Utente 543XXX
Salve vi scrivo per un problema che ho riscontrato negli ultimi mesi. Ho 21 anni, godo di ottima salute e non ho mai avuto nessuna problematica legata al pene o ai genitali.
Tutto è iniziato a metà gennaio, a seguito di un periodo di forte stress legato allo studio e forti delusioni emotive ho avuto all improvviso una sintomatologia che vi descrivo cosi:
Perdite liquido prostatico, pesantezza testicolare, fastidio generalr al pene, alla zona perineale e sovrapubica, difficoltà ad iniziare la minzione ma senza dolore, sgocciolamento ampio e ( in seguito) dolore alla prostata durante le contrazioni da eiaculazione, getto urine debole.
Il curante presuppone una prostatite(accentuata dal fatto che studio il pianoforte e sto 6-7 ore al giorno seduto) Eseguo ecografia del basso addome, scroto etc tutto nella norma, urinocultura negativa, esami del sangue tutti nella norma, no febbre. In famiglia mio padre ebbe una prostatite non batterica che mi descriveva con gli stessi sintomi, e mi dice che era un infiammazione del pavimento pelvico e che sarebbe passato col tempo.
non avendo disturbi minzionali importanti lascio passare il problema, mi astengo da masturbazione e rapporti per 3 settimane circa, dopodichè l attenzione si è spostata su altri sintomi di carattere apparentemente neurologico, che, dopo svsriati esami riconduciamo a una curiosa riattivazione del Eipstein bar virus( infezione recente presente ma antigene precoce assente, ves pcr e varie tutto nella norma) contemporaneamente dopo una giornata al pronto soccorso per sintomi neurologici mi fanno una tac e angio tac encefalo e scopro PER CASO una lieve ectasia venosa che è congenita( confermata da risonanza magnetica).
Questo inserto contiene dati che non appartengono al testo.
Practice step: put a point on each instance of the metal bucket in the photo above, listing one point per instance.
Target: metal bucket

Tuttk ciò mi ha creato un forte stress e ansia che ho dovuto trattare con una piccola dose di ansiolitici. Contemporaneamente all assunzione di benzodiazepine( primo giorno 0.5 mg di Lorans) ad inizio Aprile improvvisamente sparisce il dolore dell eiaculazione. ( nel frattempo tutti i sintomi acuti erano diventati sopportabilissimi e occasionali) nel frattempo io in 3 mesi ho praticato solo 4 volte la masturbazione e non ho avuto rapporti. Ad oggi i sintomi sono gli stessi MA LEGGERI e tollerabili, no dolore all eiaculazione.( in questi trr mesi ho assunto solo un po antinfiammatori 2-3 giorni e deltacortene per riprendermi dall astenia del virus)
Si aggiunge però un nuovo strano problema:
La mia erezione( mattutina, con masturbazione ) non è completa e non è rigida, rispondo agli stimoli sessuali ma la consistenza non è quella di sempre, sembra che l erezione sia al 70% rispetto alla norma.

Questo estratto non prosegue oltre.